Floriane Henri1 : Bonjour, j'ai vu que vous aviez fait différentes formations : un doctorat en histoire de l'art et un master en design industriel et en design de produit, j'aimerais savoir pourquoi avez-vous fait ces choix ?
Fabien Petiot: Il y a un moment dans mes études, j'ai été obligé de choisir entre la pratique et la théorie, ce qui m'a frustré au bout d'un certain temps. J'ai appris énormément de choses à l'université et j'ai enseigné là-bas et ailleurs pendant 15 ans quasiment. J'ai commencé par enseigner à l'université, car j'avais un poste d'enseignant-chercheur, mais je ne me sentais pas forcément très à l'aise avec le système de l'université en France. Je faisais des meubles chez moi, ça faisait très longtemps que je m'intéressais aux arts décoratifs qui étaient quelque chose de très mal vu chez les universitaires et historiens de l'art à l'époque, et donc j'étais toujours tenté d'aller voir ailleurs ce qu'il se passait. Quand ça, c'est fini, je me suis dit : « Quelle chance ! Je vais pouvoir compléter ma formation avec du design, mais je ne savais absolument pas dans quelle direction aller ». J'ai beaucoup prospecté et ai découvert l'École Nationale Supérieure de Création Industrielle, une école publique qui organisait un concours très sélectif puisque 25 personnes environ étaient acceptées par an. J'ai réussi le concours d'entrée. J'ai fini ma thèse alors que j'étais encore à l'ENSCI, dont je suis sorti diplômé 2 ans après ma soutenance de thèse. J'ai pu grâce à ça trouver mon équilibre entre la pratique et la théorie, ce qui était pour moi un parcours évident, mais qui n'est peut-être pas commun.
F.H : J'ai pu lire que vous avez aussi exercé le métier d'enseignant dans des écoles de design ainsi qu'enseignant designer aux compagnons des devoirs.
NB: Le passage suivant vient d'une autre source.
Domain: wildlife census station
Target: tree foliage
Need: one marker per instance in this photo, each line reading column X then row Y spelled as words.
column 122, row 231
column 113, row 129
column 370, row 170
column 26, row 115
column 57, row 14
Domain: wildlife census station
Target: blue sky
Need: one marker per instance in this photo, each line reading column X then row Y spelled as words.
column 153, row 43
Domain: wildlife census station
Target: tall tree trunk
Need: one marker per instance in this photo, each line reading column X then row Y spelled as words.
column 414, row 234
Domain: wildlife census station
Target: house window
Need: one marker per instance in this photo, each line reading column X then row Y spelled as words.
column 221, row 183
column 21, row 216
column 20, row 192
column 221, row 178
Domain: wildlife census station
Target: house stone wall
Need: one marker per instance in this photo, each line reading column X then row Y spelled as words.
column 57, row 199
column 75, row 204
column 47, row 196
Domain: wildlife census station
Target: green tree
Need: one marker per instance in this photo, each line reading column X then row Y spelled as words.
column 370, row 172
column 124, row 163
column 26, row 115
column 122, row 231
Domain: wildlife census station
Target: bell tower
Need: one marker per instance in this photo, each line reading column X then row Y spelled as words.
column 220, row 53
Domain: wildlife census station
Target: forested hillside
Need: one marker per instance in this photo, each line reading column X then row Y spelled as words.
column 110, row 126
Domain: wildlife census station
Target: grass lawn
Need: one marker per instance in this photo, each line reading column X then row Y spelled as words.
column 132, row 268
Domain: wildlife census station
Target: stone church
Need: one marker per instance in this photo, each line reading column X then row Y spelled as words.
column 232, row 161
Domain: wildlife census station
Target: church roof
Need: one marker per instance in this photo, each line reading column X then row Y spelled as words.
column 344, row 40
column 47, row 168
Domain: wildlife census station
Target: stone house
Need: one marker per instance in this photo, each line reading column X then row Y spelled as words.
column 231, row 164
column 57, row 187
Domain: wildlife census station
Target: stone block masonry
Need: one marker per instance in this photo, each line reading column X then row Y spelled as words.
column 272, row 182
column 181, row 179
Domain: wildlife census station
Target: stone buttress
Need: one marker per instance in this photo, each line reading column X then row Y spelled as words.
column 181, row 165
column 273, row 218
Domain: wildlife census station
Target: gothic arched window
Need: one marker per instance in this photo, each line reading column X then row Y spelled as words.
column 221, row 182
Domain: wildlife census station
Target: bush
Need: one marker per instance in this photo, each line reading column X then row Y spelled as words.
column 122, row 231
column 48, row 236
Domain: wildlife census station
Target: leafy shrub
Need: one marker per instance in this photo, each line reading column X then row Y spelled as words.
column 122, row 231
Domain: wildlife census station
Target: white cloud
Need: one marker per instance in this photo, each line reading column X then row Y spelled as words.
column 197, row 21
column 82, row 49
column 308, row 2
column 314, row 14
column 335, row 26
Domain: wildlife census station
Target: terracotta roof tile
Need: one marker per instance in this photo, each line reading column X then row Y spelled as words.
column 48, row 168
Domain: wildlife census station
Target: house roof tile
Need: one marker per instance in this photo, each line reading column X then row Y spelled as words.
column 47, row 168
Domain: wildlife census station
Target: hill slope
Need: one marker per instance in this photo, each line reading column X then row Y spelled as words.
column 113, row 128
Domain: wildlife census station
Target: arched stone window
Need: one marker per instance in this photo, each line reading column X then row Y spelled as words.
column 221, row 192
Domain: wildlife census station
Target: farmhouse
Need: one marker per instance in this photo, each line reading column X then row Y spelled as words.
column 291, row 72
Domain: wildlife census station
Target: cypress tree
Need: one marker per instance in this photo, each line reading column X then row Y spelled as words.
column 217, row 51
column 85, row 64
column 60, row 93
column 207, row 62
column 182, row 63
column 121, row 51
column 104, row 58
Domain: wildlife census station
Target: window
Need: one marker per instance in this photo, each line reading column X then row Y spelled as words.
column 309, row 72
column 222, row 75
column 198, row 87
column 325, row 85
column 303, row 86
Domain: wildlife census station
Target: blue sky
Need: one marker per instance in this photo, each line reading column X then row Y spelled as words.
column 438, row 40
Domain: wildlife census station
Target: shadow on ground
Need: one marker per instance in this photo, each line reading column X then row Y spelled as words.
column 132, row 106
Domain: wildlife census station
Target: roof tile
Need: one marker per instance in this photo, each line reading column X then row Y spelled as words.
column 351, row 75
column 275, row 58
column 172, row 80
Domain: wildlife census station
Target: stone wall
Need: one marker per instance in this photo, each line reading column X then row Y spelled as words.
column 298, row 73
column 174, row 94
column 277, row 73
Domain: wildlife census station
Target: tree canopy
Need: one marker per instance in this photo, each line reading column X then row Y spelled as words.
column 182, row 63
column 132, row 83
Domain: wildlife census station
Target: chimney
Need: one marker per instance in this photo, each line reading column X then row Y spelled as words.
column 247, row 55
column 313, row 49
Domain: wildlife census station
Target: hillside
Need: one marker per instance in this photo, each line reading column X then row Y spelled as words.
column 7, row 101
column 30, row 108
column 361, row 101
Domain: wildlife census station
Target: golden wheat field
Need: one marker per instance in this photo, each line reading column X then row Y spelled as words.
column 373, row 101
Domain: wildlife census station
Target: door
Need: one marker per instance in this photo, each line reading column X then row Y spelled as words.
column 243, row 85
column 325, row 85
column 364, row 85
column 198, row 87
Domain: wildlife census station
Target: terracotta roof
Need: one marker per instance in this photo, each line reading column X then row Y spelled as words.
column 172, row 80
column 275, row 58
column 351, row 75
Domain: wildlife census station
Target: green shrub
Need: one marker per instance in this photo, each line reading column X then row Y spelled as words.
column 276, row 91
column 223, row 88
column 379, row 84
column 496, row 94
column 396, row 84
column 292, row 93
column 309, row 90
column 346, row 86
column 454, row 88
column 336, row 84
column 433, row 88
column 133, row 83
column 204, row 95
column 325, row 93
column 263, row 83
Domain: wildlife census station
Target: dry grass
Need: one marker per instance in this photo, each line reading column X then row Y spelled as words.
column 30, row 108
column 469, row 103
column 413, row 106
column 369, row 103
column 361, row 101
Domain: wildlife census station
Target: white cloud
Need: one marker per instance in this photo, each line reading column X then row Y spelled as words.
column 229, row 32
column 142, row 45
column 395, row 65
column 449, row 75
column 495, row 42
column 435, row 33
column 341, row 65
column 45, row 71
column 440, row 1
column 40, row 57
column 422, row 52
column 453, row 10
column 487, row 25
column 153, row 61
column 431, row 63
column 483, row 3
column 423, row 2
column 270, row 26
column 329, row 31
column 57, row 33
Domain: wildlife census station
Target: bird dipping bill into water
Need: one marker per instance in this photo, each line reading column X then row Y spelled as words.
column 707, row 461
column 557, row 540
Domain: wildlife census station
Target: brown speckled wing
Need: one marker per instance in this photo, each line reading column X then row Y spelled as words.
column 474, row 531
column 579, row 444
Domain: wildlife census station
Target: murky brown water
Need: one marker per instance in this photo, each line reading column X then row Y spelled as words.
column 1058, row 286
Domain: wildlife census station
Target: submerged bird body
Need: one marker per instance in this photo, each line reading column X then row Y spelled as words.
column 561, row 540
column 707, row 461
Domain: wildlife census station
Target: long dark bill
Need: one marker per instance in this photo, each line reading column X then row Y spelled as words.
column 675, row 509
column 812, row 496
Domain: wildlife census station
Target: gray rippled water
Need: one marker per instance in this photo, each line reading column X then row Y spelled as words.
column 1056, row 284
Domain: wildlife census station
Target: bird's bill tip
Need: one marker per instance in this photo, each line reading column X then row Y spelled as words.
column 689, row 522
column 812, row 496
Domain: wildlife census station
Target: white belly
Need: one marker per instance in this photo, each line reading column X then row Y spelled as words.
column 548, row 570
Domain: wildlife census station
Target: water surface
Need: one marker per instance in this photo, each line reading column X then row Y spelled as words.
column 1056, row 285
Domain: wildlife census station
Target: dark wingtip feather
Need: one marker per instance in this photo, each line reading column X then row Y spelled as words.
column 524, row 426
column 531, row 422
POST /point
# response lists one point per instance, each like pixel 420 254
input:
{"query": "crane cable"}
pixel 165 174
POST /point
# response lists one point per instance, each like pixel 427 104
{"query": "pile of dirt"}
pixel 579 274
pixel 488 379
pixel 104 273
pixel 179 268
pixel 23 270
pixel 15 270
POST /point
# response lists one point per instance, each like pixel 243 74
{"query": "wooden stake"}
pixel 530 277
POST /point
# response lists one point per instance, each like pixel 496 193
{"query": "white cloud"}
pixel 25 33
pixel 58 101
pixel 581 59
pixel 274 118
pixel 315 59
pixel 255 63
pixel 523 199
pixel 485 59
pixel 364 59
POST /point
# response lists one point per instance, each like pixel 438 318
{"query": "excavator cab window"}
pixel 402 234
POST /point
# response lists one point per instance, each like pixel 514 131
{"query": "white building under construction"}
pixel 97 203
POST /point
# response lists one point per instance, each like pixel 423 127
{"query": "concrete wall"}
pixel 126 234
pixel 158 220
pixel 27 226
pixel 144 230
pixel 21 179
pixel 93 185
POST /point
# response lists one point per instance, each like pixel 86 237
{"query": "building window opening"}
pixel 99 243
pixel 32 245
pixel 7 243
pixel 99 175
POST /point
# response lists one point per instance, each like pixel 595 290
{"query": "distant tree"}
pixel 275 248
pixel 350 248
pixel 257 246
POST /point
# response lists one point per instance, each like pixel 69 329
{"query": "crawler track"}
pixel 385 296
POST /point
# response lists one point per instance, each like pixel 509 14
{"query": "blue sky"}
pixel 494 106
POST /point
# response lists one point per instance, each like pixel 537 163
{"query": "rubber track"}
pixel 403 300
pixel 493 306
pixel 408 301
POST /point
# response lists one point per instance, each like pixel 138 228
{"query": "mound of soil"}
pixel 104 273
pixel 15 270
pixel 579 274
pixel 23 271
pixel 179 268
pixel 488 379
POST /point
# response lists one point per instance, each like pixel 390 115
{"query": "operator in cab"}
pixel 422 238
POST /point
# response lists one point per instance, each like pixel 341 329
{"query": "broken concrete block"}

J'aimerais savoir quels types de différences vous avez pu observer entre ces deux types d'enseignement ?
F.P : Ce sont des établissements, mais aussi des publics très différents à chaque fois, de l'initiation au design auprès de pré-ados au musée des Arts décoratifs, aux jeunes adultes de l'école Camondo, en passant par des étudiants à l'université et des futurs artisans. Chaque école à son état d'esprit, ses manières de faire. Je pense que c'est la méthode du designer qui permet de s'adapter à chaque situation nouvelle, ce qui est beaucoup de travail à chaque fois d'autant que j'intervenais surtout sur la théorie et non pas forcément du côté de la pratique même du design. Il s'avère que les Compagnons du devoir sont un cas vraiment unique parce que ce n'est pas une école, mais une formation avec des étudiants qu'on appelle des « jeunes » en alternance entre leur entreprise et leur cycle de formation et où ils se mêlent aux « anciens » (en sachant qu'on peut être ancien à 23 ans). Ce qui est assez formidable, c'est que c'est à la fois une école de formation technique, mais c'est aussi et surtout une école de la vie : on y valorise autant le savoir-faire que le savoir-être. C'est ça qui m'a totalement fasciné et touché. Ça forme à une attitude, une manière de penser dans la société. Je trouve ça assez extraordinaire et ça dépasse de loin la seule acquisition des connaissances. C'est émouvant en effet de se retrouver face à des experts comme ce jeune de 19 ans, déjà spécialiste de la modélisation 3D du gainage de cuir sur tableau de bord de voiture par exemple et en même temps d'une humilité incroyable. La formation des Compagnons du devoir reste la formation la plus juste, la plus pertinente que j'ai connu jusqu'ici en tant que formateur. J'ai gardé des liens assez forts avec eux.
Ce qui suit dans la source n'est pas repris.